Nimalarajan lived among enemies, and died trying to build bridges between two communities which are increasingly drifting apart. Sri Lanka is a country where it is a punishable crime to defame its leaders. They imprison journalists for defamation. Yet, it is a country where one can get away with killing a journalist. Is it not a crime anymore? They killed Richard. I wept on my own helplessly, far away from home, thinking about a lost friend. They killed Rajini. I could not understand why anyone wanted to kill her. I was bemused. They killed Premakeerthi. I did not have words to express myself about someone I always admired and aspired to be. Now they have killed my comrade Nimal. I do not have any more tears. I can only think of the burning rage within. I do not weep for him. 

I weep for my country. People of my beloved country has to choose between them. Which killer is going to rule us next? Which killer is going to promise us media freedom for the future?

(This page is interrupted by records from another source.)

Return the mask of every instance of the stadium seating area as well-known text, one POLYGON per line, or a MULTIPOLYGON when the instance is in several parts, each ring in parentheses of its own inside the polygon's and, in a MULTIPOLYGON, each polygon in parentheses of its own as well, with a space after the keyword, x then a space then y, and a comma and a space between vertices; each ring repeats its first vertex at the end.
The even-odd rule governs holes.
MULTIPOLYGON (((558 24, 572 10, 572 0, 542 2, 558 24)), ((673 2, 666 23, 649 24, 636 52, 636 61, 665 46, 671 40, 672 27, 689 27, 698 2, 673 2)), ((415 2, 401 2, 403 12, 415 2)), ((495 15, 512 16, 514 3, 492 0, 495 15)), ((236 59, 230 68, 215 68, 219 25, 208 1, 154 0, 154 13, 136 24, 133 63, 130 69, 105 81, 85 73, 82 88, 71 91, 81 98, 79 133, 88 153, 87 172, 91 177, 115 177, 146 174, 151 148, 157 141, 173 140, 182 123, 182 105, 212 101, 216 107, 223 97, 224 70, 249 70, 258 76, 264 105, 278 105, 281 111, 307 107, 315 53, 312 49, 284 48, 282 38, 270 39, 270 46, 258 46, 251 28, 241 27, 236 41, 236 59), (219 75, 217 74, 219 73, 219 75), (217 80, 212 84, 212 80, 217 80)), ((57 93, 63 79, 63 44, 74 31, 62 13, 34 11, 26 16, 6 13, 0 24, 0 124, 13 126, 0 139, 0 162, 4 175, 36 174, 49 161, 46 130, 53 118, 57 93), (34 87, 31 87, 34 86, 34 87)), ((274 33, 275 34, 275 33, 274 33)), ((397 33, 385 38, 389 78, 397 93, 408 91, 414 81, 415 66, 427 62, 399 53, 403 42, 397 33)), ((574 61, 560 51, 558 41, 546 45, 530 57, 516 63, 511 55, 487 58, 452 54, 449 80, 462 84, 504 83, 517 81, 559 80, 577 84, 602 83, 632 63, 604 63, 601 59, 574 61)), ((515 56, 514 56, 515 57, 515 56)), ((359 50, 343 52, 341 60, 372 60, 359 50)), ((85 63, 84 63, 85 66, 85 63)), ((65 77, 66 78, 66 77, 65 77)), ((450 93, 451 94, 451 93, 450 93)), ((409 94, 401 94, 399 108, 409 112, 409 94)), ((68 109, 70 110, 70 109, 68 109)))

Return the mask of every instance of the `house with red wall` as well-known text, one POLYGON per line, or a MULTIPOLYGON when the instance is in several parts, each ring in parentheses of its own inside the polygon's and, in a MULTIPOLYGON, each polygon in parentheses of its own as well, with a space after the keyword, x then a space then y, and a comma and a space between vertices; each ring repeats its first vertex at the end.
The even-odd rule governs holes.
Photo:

In a country where ten thousand young lives are sacrificed every year, who is going to be worried about yet another man. Let us forget Nimal, and all the others. They are mere statistics. If we think about them more, all of us will realise that we are all guilty; because we let it happen, and stood by in silence. We should not detest the bad deeds of the bad people, we should be ashamed of the appalling silence of the good people.